A.        Did the Same Person Conduct the Transactions?

FinCEN’s regulations implementing the Bank Secrecy Act (BSA) require financial institutions to aggregate multiple currency transactions “if the financial institution has knowledge that [the multiple transactions] are by or on behalf of any person and result in either cash in or cash out totaling more than $10,000 during any one business day.” Accordingly, the financial institution must file a currency transaction report (CTR) when it has knowledge that the same person has conducted multiple transactions that total more than $10,000 in currency in one business day or when it has knowledge that multiple transactions that total more than $10,000 in currency in one business day are on behalf of the same person.

The Guidance reiterates the requirement to aggregate transactions that are conducted by the same person. For example, a financial institution is considered to have knowledge that the same person deposited $11,000 in cash transactions in a single business day if it is aware that the same individual made both a $5,000 cash deposit into his personal account and, later that same business day, a $6,000 cash deposit into his employer’s business account. Accordingly, the financial institution is required to file a CTR. Specifically, the financial institution is expected to complete two sections identifying the persons on whose behalf the transactions were conducted.

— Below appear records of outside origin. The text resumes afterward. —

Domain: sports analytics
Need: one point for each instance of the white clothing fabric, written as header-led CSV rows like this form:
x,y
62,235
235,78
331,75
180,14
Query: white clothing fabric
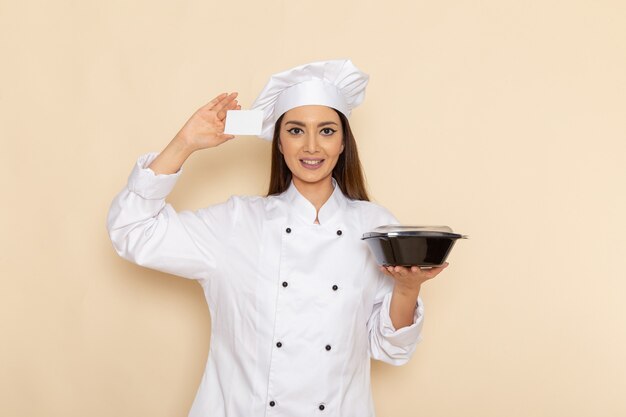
x,y
297,308
337,83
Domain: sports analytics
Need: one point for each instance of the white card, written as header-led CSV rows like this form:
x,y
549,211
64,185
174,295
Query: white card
x,y
244,122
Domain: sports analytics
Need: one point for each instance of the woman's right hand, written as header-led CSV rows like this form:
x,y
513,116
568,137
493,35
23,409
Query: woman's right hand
x,y
205,128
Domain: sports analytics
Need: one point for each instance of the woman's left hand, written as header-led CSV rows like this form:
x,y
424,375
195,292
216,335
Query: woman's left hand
x,y
410,280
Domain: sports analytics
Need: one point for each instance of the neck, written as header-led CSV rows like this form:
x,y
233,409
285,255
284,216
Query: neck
x,y
316,192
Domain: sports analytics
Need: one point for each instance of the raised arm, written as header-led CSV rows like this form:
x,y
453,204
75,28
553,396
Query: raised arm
x,y
144,229
204,129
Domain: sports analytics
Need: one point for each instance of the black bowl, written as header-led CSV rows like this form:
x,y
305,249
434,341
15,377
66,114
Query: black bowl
x,y
425,246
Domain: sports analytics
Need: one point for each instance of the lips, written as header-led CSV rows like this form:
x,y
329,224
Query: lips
x,y
311,163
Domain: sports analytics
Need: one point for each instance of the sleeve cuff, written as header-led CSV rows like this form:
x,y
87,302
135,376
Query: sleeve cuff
x,y
407,335
144,182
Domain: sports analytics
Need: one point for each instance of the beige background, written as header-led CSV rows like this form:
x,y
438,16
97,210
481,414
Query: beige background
x,y
502,119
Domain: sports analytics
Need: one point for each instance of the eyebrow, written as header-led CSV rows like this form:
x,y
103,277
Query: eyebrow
x,y
297,123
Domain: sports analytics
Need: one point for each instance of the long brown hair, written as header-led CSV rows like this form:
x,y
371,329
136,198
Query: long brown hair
x,y
348,172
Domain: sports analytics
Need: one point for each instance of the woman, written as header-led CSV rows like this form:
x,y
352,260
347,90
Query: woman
x,y
297,302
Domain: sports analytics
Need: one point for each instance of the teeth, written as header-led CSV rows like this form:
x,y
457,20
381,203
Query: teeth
x,y
310,162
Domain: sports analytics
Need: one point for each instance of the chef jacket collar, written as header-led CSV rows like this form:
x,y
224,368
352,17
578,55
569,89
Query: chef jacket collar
x,y
303,209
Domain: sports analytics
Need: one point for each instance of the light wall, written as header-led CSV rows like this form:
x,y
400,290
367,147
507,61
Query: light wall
x,y
502,119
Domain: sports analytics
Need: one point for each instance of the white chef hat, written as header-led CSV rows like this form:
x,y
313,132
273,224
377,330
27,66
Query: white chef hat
x,y
337,84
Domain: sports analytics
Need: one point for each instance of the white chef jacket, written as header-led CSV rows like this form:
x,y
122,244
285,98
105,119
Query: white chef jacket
x,y
297,308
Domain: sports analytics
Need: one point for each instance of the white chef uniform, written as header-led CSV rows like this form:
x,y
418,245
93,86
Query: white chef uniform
x,y
297,308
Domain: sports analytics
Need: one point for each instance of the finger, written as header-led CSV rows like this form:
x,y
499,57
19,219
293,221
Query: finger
x,y
216,100
433,272
224,102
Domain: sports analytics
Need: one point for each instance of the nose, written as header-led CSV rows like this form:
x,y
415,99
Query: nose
x,y
311,143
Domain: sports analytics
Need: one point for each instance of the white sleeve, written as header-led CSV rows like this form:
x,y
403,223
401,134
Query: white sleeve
x,y
385,342
146,230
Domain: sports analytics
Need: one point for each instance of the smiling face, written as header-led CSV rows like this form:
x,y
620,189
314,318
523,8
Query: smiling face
x,y
311,140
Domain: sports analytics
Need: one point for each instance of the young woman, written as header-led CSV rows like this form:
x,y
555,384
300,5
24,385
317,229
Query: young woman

The remaining parts of the CTR should be filled out according to the form instructions.  (NOTE:  If a customer owns several businesses that are not incorporated, the account or accounts of the customer and the transactions must be aggregated.)

The new Guidance also addresses an issue raised when a corporation owned by a customer pays a significant number of personal expenses of the customer. In cases in which a corporation pays some of the customer’s personal expenses, the customer and the corporation may not be operating separately and independently and the customer’s cash transactions may need to be aggregated with that of the corporation.

B.        On Whose Behalf Were the Transactions Conducted?

Although multiple businesses may share a common owner, the presumption is that separately incorporated entities are independent persons. Therefore, the currency transactions of separately incorporated businesses should not automatically be aggregated as being on behalf of any one person simply because those businesses are owned by the same person. The presumption that the entities are separate, however, is rebuttable. It is ultimately up to a financial institution to determine, based on information obtained in the ordinary course of business, whether multiple businesses that share a common owner are, in fact, being operated independently depending on all the facts and circumstances. The results of this determination affect whether the businesses' currency transactions should be aggregated for purposes of complying with currency transaction reporting obligations.  

C.        Factors to be Considered

In determining whether two or more separately incorporated entities are being operated in a manner that makes them something other than separate and independent businesses, no single issue is controlling. The following factors should be considered in making a determination:

  • Do the corporations have joint employees?
  • Do the corporations have separate payroll accounts?
  • Are the two corporations in the same business?
  • Are there fund transfers between the accounts of the two corporations?
  • Do the corporations operate under the same premises?
  • Does one corporation supply goods or services to the other?
  • Does one corporation make payments to third parties on behalf of the other?

Since these determinations are subjective in nature, financial institutions may want to be aggressive in making aggregation determinations to avoid supervisory criticism.